Liguei a bomba auxiliar, que felizmente cumpriu seu mister e conseguiu restabelecer o fluxo de combustível na linha. A hélice, por pura sorte, ficou molinetando com o vento, e o motor pegou “no tranco” quando a gasolina chegou ao carburador.
Olhei para o altímetro. Havíamos perdido 500 pés, estávamos muito baixo. Dei plena potência e iniciei uma subida dinâmica para ganhar altura e assegurar uma rampa minimamente segura para alcançar a pista em caso de nova falha. Cheguei a tomar uma bronca do controlador que estava de plantão na torre de SBMT por ter invadido o espaço reservado aos helicópteros no centro nevrálgico da Terminal São Paulo.

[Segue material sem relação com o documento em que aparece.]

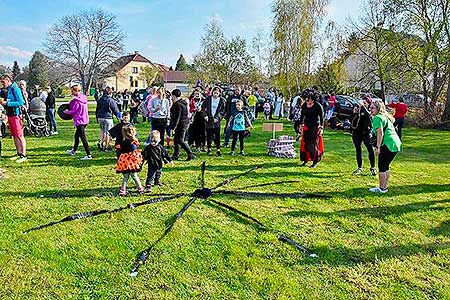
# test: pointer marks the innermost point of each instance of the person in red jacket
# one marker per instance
(400, 112)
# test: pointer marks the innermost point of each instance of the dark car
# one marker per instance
(344, 106)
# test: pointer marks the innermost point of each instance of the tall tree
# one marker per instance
(16, 69)
(428, 20)
(86, 43)
(38, 70)
(182, 65)
(222, 59)
(296, 24)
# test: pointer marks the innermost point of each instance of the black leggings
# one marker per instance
(385, 158)
(358, 139)
(80, 132)
(241, 139)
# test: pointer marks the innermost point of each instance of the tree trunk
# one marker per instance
(446, 115)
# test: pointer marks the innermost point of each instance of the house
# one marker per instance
(175, 80)
(125, 72)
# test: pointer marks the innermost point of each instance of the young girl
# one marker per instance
(267, 109)
(239, 121)
(116, 131)
(130, 159)
(155, 154)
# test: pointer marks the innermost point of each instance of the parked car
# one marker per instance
(344, 106)
(412, 100)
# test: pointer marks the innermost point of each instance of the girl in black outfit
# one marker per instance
(361, 129)
(311, 146)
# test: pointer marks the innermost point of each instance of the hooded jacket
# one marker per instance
(106, 107)
(79, 110)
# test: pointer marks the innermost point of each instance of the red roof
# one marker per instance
(174, 76)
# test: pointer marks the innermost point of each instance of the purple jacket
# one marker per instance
(79, 110)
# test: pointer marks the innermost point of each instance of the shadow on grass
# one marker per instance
(95, 192)
(442, 229)
(380, 212)
(343, 256)
(394, 191)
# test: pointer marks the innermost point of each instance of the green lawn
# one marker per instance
(392, 246)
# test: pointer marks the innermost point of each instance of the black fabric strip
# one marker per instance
(227, 181)
(280, 235)
(84, 215)
(143, 256)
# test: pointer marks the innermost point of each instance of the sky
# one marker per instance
(160, 30)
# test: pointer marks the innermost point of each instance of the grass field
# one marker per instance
(392, 246)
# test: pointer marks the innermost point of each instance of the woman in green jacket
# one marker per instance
(388, 143)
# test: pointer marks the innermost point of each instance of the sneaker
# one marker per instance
(357, 171)
(378, 190)
(21, 159)
(314, 165)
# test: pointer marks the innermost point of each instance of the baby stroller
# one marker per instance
(36, 118)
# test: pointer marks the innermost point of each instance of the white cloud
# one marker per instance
(14, 52)
(216, 17)
(20, 29)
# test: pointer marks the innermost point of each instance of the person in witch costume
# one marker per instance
(311, 120)
(130, 159)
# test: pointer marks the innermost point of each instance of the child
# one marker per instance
(267, 109)
(155, 154)
(239, 121)
(1, 128)
(116, 131)
(130, 159)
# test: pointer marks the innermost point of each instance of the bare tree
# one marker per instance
(295, 27)
(86, 43)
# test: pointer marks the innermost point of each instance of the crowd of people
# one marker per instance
(205, 117)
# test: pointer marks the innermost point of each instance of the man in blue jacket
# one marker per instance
(13, 103)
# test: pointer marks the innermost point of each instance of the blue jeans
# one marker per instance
(51, 116)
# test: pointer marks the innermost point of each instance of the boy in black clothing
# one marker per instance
(156, 155)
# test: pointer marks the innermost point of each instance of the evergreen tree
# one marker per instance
(38, 70)
(16, 70)
(181, 64)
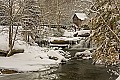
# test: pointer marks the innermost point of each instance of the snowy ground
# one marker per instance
(34, 57)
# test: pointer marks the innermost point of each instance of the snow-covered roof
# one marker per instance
(81, 16)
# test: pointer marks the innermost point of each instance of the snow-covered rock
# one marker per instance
(34, 57)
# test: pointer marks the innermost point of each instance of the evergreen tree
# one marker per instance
(105, 30)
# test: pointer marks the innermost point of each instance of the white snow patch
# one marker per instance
(34, 58)
(118, 78)
(81, 16)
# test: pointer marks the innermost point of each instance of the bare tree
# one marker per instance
(105, 27)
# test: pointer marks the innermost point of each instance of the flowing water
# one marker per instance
(72, 70)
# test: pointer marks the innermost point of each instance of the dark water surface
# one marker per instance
(84, 70)
(72, 70)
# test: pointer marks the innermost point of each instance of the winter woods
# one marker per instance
(106, 29)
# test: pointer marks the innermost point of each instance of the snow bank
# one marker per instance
(84, 55)
(34, 58)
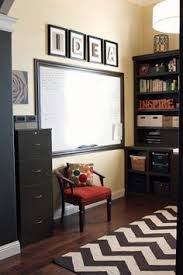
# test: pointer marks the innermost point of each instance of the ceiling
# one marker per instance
(144, 2)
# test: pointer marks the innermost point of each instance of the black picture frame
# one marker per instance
(77, 45)
(98, 57)
(110, 53)
(57, 41)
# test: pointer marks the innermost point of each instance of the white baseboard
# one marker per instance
(71, 209)
(9, 250)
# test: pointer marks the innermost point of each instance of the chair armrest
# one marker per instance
(100, 176)
(62, 179)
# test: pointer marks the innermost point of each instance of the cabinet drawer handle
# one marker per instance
(38, 197)
(39, 221)
(36, 171)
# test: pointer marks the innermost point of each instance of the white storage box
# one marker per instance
(138, 162)
(143, 120)
(175, 122)
(156, 121)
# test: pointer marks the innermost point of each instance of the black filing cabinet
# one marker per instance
(34, 184)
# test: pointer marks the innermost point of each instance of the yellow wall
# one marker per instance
(116, 20)
(148, 33)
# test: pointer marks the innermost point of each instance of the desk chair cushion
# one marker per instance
(87, 194)
(80, 173)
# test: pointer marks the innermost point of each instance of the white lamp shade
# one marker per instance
(166, 16)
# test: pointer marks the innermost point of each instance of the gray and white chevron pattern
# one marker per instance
(144, 247)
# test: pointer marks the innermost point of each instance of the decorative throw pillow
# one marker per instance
(80, 173)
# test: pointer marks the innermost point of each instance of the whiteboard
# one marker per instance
(83, 107)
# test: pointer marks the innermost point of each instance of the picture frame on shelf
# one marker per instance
(57, 41)
(145, 69)
(110, 53)
(161, 43)
(95, 49)
(77, 45)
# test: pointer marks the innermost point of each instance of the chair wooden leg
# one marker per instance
(109, 209)
(63, 210)
(81, 217)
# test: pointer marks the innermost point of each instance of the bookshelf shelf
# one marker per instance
(165, 74)
(156, 99)
(160, 93)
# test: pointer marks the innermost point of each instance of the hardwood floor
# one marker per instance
(37, 258)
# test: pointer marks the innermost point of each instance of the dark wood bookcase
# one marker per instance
(160, 181)
(156, 99)
(156, 126)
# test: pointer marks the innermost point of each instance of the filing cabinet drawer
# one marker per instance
(33, 144)
(36, 203)
(34, 184)
(33, 172)
(36, 231)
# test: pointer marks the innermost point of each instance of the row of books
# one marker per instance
(158, 85)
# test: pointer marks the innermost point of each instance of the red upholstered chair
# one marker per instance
(82, 195)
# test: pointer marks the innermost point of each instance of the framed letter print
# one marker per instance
(57, 41)
(95, 49)
(110, 53)
(77, 45)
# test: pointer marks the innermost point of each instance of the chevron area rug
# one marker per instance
(144, 247)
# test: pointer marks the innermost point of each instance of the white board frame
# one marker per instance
(39, 63)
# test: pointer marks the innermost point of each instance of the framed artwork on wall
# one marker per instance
(95, 49)
(77, 45)
(19, 87)
(110, 53)
(57, 41)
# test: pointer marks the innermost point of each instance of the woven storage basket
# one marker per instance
(138, 162)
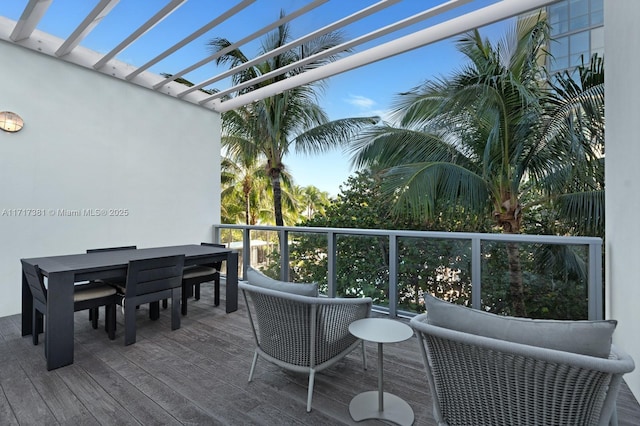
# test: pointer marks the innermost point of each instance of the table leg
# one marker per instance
(380, 404)
(59, 320)
(232, 282)
(27, 307)
(380, 379)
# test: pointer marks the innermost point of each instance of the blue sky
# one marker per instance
(366, 91)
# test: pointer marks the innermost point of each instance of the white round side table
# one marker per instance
(380, 404)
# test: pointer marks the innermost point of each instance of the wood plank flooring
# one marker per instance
(197, 375)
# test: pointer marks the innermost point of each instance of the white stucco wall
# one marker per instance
(622, 62)
(91, 141)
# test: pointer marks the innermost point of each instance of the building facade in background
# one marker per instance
(577, 30)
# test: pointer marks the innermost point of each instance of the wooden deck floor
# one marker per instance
(197, 375)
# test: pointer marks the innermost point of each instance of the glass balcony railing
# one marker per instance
(524, 275)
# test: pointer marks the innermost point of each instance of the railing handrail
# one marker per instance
(595, 284)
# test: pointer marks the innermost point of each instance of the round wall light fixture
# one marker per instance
(11, 122)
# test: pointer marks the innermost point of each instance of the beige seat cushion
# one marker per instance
(93, 293)
(197, 271)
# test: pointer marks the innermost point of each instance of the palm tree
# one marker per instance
(472, 139)
(289, 121)
(576, 111)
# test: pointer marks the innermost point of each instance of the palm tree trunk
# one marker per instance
(277, 197)
(516, 285)
(510, 219)
(247, 209)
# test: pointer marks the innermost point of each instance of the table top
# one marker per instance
(380, 330)
(115, 258)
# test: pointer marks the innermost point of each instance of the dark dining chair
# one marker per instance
(195, 275)
(150, 281)
(84, 297)
(94, 313)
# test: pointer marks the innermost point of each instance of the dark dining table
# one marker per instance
(63, 271)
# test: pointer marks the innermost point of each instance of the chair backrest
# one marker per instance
(481, 380)
(153, 275)
(35, 281)
(302, 330)
(111, 249)
(213, 245)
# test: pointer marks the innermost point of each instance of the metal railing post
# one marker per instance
(393, 275)
(476, 273)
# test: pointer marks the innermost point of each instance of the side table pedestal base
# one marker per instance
(365, 406)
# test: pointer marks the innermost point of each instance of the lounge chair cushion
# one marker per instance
(259, 279)
(591, 338)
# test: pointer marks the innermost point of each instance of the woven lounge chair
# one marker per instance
(302, 333)
(479, 380)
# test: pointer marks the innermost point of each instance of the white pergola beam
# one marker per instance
(217, 21)
(101, 10)
(152, 22)
(262, 31)
(324, 30)
(343, 47)
(476, 19)
(32, 14)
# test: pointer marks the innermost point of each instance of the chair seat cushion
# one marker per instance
(257, 278)
(197, 271)
(94, 292)
(591, 338)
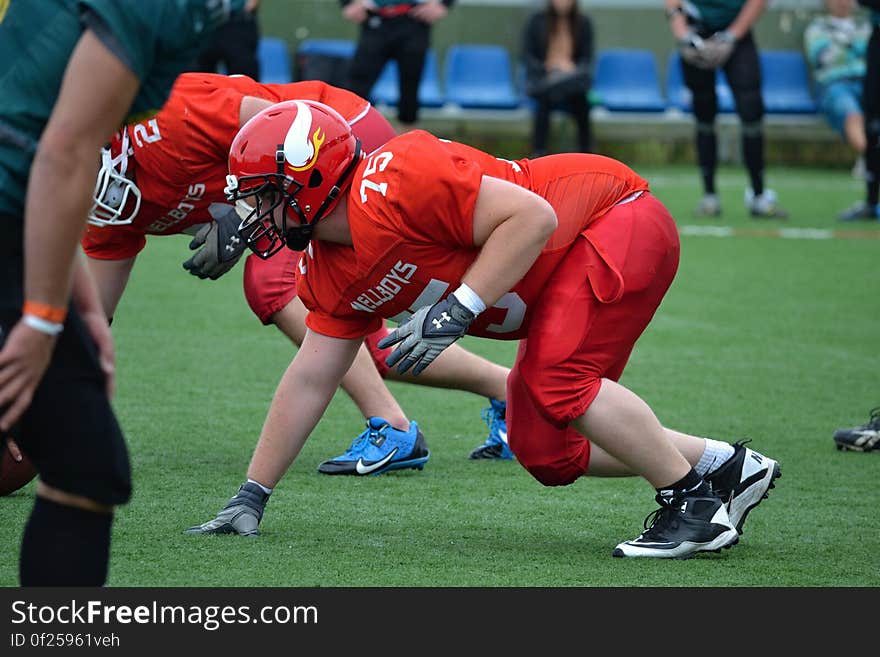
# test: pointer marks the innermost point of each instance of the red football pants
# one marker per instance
(595, 306)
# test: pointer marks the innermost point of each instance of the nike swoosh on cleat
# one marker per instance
(362, 468)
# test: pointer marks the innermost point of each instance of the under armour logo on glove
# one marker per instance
(427, 333)
(438, 323)
(221, 247)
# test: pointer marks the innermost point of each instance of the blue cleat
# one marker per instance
(496, 446)
(381, 448)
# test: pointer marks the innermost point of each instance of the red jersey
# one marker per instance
(180, 155)
(410, 212)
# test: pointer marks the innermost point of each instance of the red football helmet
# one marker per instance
(298, 156)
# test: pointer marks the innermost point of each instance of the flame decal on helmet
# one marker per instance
(300, 150)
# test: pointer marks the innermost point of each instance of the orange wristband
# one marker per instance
(44, 311)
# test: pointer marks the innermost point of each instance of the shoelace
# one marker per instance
(367, 435)
(667, 508)
(491, 418)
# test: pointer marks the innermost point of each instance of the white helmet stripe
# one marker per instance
(298, 148)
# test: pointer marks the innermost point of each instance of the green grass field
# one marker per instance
(761, 336)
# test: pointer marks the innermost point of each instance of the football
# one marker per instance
(14, 474)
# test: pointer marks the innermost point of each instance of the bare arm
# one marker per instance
(300, 400)
(511, 224)
(96, 92)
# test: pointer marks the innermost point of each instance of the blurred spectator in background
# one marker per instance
(396, 30)
(233, 46)
(835, 45)
(557, 53)
(713, 34)
(869, 209)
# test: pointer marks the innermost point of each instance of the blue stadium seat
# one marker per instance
(324, 59)
(335, 47)
(679, 96)
(480, 77)
(786, 83)
(273, 58)
(626, 80)
(386, 91)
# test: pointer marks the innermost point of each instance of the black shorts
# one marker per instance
(69, 431)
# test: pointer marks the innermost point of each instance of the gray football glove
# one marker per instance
(427, 333)
(221, 247)
(241, 515)
(718, 48)
(691, 47)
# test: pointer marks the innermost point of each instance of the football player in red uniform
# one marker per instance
(570, 253)
(165, 176)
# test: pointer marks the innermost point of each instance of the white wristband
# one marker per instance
(42, 325)
(469, 299)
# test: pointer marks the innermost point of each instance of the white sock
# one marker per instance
(268, 491)
(714, 456)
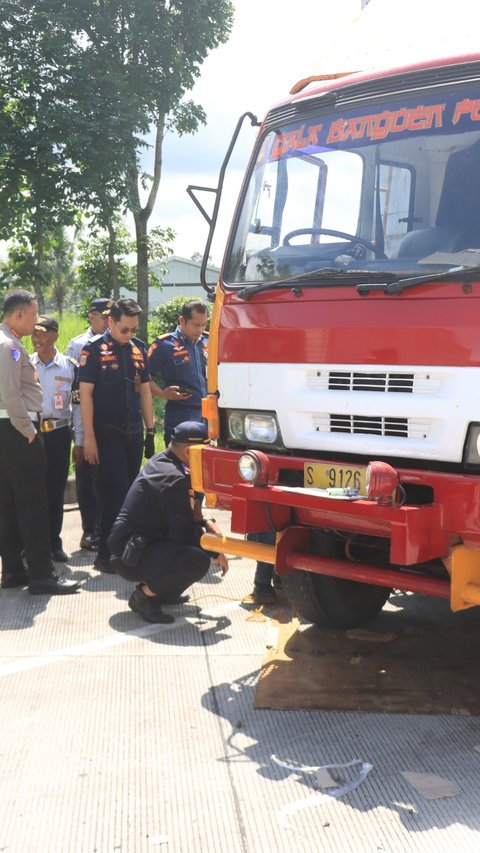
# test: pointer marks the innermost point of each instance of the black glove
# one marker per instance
(149, 446)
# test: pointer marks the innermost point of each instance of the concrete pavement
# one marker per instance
(121, 736)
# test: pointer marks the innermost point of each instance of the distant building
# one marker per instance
(181, 279)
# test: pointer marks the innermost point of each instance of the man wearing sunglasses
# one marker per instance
(116, 403)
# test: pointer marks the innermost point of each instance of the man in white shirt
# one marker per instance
(24, 526)
(58, 377)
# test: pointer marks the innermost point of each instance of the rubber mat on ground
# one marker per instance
(422, 670)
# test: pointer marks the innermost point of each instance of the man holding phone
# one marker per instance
(179, 360)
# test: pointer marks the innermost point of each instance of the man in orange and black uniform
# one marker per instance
(116, 402)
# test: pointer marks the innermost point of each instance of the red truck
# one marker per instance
(344, 359)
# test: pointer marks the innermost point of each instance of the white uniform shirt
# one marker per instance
(56, 379)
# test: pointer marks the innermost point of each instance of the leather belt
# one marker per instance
(49, 424)
(32, 415)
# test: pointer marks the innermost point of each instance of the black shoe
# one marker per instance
(148, 607)
(89, 542)
(59, 556)
(53, 585)
(102, 564)
(180, 599)
(263, 594)
(10, 581)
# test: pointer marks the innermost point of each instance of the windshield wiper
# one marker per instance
(458, 274)
(327, 273)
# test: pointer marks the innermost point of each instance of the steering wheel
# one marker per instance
(330, 232)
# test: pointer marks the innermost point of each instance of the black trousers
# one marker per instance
(24, 521)
(87, 497)
(57, 448)
(120, 460)
(166, 567)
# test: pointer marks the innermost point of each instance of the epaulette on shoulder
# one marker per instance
(138, 341)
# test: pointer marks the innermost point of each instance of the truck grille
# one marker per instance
(387, 382)
(372, 425)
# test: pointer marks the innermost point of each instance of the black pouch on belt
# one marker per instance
(133, 550)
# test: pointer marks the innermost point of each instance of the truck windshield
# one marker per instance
(390, 187)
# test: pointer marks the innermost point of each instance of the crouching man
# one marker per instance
(156, 537)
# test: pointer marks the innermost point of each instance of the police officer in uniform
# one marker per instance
(58, 377)
(86, 474)
(180, 359)
(156, 537)
(24, 523)
(115, 398)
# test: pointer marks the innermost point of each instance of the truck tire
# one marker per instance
(335, 602)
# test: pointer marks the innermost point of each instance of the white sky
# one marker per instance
(269, 50)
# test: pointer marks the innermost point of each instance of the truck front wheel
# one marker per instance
(326, 600)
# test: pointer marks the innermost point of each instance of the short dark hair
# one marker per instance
(192, 305)
(124, 306)
(17, 299)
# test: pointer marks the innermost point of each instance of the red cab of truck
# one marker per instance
(344, 359)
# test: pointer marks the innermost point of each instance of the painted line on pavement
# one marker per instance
(93, 646)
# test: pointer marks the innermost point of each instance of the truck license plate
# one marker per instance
(319, 476)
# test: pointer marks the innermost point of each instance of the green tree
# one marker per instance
(53, 275)
(98, 75)
(104, 265)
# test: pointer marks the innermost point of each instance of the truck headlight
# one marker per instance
(471, 456)
(261, 428)
(258, 427)
(253, 467)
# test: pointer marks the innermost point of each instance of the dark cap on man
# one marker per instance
(190, 432)
(46, 324)
(101, 304)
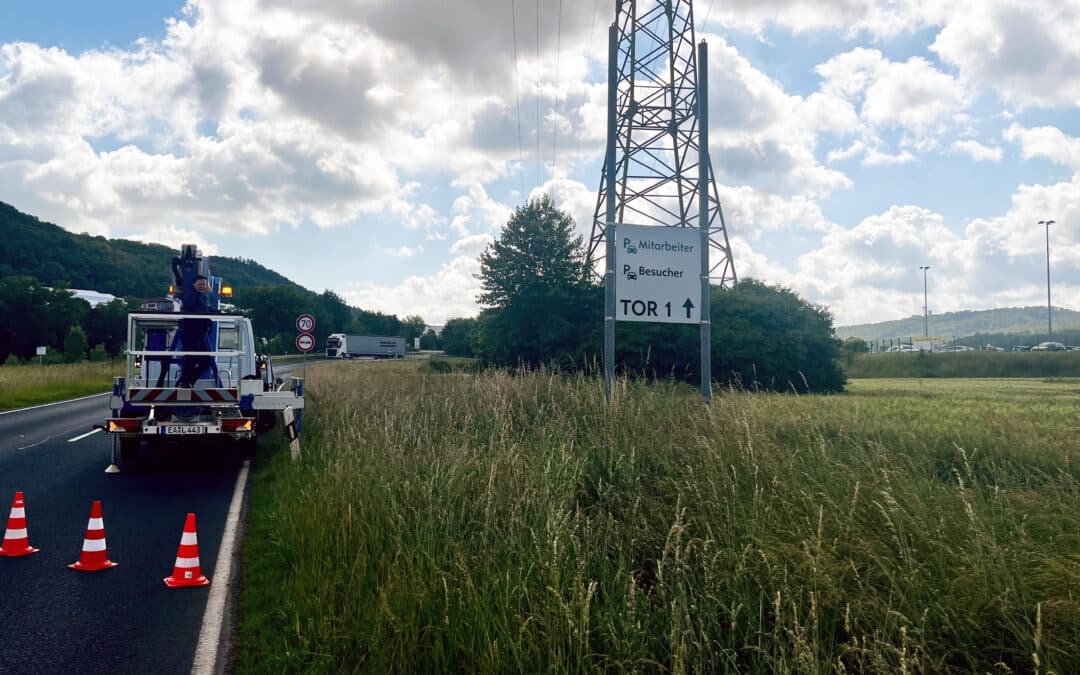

Felizmente o motor funcionou redondo, e só foi preciso, por cautela, fazer um 180 na cabeceira 12 e encurtar a final. Apesar do meu nervosismo e do vento de través que antecipava a entrada de uma frente fria, o pouso foi seguro. Quado desliguei o motor, precisei ficar recostado no banco alguns minutos até que meus músculos parassem de tremer. Foi uma experiência horrível, grave e que precisava de uma explicação.
Consegui entender o problema e desvendar o que ocorreu quando chamei o abastecimento. Eu sempre costumo abrir os tanques para me certificar de que a tampa com o respiro não sofra uma avaria. A tampa precisa ser girada no sentido anti-horário por um alicate de bico.
Naquele dia, ao decolar para Angra dos Reis de manhã, não acompanhei pessoalmente essa operação. E a falta desse cuidado, que não está previsto no manual e nem recomendado nos checklists, quase determinou um acidente gravíssimo.
O abastecedor provavelmente tentou abrir a tampa girando o tubo de alumínio, que se rompeu na base. A peça é fraca e a fixação de sua posição na tampa, para que fique sempre virada para o bordo de ataque, é notadamente feita de improviso, certamente para baratear o custo de fabricação do Aerobravo 700.
As fotos acima são praticamente autoexplicativas. Com sua frágil base de fixação quebrada, o respiro, que tem o formato de um gancho, foi girado para trás pelo o vento relativo. Foi isso que fez com que o combustível fosse drenado no tanque esquerdo para o direito e determinou toda a sequência de eventos que por pouco não culmina com um acidente fatal.
Como se vê, morrer de acidente de avião pode ser muito fácil. Basta que o fabricante da aeronave adote o improviso como solução e descuide de avisar suas eventuais futuras vítimas dos pontos vulneráveis de seu projeto.
O Bravo 700 é um ultraleve avançado considerado seguro. Tem características de STOL, Pousa muito curto e decola em apenas 50 metros de pista. É uma das aeronaves mais baratas já produzidas no País (foram montadas quase 200 pela Aerobravo, cuja sede ficava em Belo Horizonte). É um aviãozinho arisco e ao mesmo tempo dócil. Exige do piloto muito mais pé e mão do que os clássicos de entrada da aviação homologada — os Tupis e os Cessnas.
Boa parte dos modelos que foram construídos é empregada no treinamento de novos pilotos. Daí a popularidade dessa pequena aeronave, que já formou milhares de aeronautas nos últimos anos. Mas é preciso reconhecer, para além das mistificações, que a necessidade imperiosa de reduzir custos para prover um avião barato ao mercado foi determinante para a criação de soluções heterodoxas como essa dos respiros.
Se você é proprietário, piloto, instrutor ou dono de escola, incorpore o cheque das tampas e respiros aos seus checklists. Faça com que os novos pilotos estejam alertas e conscientes de que o problema pode ocorrer a qualquer momento — basta que o abastecedor não resista à tentação de girar a rosca da tampa segurando pelo respiro.
Cuide-se. Sua vida está na dependência de uma peça malfeita como essa. Uma mera tampa de tanque, e um respiro inventado num momento de pouca responsabilidade por um construtor premido pela necessidade de economizar ao máximo é tudo o que você precisa para entrar para as funestas estatísticas de acidentes.